Investment in gold is a tradition in India. For rich or poor, men or women accumulating gold is a goal for everyone. Gold is considered a safe haven and a hedge against inflation. Also, the asset performs well during uncertainties and financial crises when other assets underperform and hence it provides stability to the portfolio. There are various options of investing in gold right from the traditional way of buying bullion and jewelry to investing in a modern way like Gold ETF and Gold bonds. Holding physical gold, however, comes with unique costs and risks. Sovereign gold bond scheme can be considered the best option for investment in gold.

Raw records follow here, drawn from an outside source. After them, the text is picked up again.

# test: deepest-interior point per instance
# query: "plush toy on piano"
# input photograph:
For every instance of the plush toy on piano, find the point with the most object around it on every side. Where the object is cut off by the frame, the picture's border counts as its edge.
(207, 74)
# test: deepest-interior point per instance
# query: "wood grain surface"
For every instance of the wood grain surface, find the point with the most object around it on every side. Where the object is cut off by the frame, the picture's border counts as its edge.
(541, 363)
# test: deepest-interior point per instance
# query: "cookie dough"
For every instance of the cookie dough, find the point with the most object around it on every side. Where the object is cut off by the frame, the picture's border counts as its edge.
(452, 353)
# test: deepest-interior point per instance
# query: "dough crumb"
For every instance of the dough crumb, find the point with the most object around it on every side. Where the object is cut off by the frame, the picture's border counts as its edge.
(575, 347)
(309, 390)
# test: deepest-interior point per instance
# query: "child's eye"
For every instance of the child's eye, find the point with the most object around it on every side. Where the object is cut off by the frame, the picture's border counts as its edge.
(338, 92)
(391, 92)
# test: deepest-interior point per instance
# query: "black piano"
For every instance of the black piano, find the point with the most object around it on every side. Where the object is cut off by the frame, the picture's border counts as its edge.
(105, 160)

What is Sovereign Gold Bond ?
RBI issues sovereign Gold Bonds (SGBs) on behalf of Government of India. One unit of Sovereign Gold Bond is equivalent to 1-gram Gold of 999-purity. The price of the bond is determined on the basis of a simple average of the closing price of gold published by the India Bullion and Jewelers Association (IBJA) for the last three working days of the week preceding subscription. Profit will depend on the performance of gold in future, but the biggest advantage with SGBs over other gold investment options is that SGBs offer interest at the rate of 2.50 per cent per annum on the amount of initial investment. Interest will be credited semi-annually to the bank account of the investor. The interest payment is an extra profit to the investor in addition to the capital appreciation of the bonds that are expected in the long term. Bonds are eligible to be used as collateral for loans from banks, NBFCs and financial institutions
Eligibility
Individuals residing in India, HUFs, trusts, universities and charitable institutions are eligible to invest in SGBs. An individual and a HUF can subscribe to a minimum of one gram and a maximum of 4 kilograms worth of Sovereign Gold Bonds in one financial year. The maximum limit of investment in SGB is 20 Kg for trusts and similar entities. An application can be made in a single or a joint name. Sovereign Gold Bonds can also be bought on behalf of the minor by his/her guardian. Payment can be made through cash up to Rs. 20,000 only. Investment above Rs. 20,000 is allowed through cheque, demand draft or a digital mode like NEFT, RTGS etc. Every application must be accompanied by the Permanent Account Number (PAN).
Lock-in and Maturity
Tenor of the bond is 8 years but early redemption is allowed after five years from the date of issue. The bonds are held in the books of the RBI or in Demat form. Though there is a lock-in period of five years and cannot be redeemed before it in the primary market yet the bonds are tradable in the secondary market if held in Demat form. Investors who want to exit before the end of five years from the date of the issue have an option to sell the bonds in secondary market through their brokers.
Tax benefit
Interest received from bonds is taxable but TDS is not applicable on it. The long term capital gains tax arising on redemption or maturity of SGB to an individual will be exempted. As the bonds are transferable, the indexation benefits will be available to long terms capital gains arising to any person on transfer of bond.
About the current issue
The current issue of Sovereign Gold Bonds 2020-21 Series VII is open for subscription from 12th October to 16th October 2020 and the date of issuance is 20th October 2020. The issue price for the current issue is Rs 5051 per gram. Subscribers applying online will get a discount of Rs 50 on every gram of gold when paying through the digital mode. The effective price in such case is Rs. 5001 per gram.
Bonds are sold through Public and Private Sector Banks, designated Post Offices, Stock Holding Corporation of India Ltd. (SHCIL) and the authorized stock exchanges either directly or through their agents.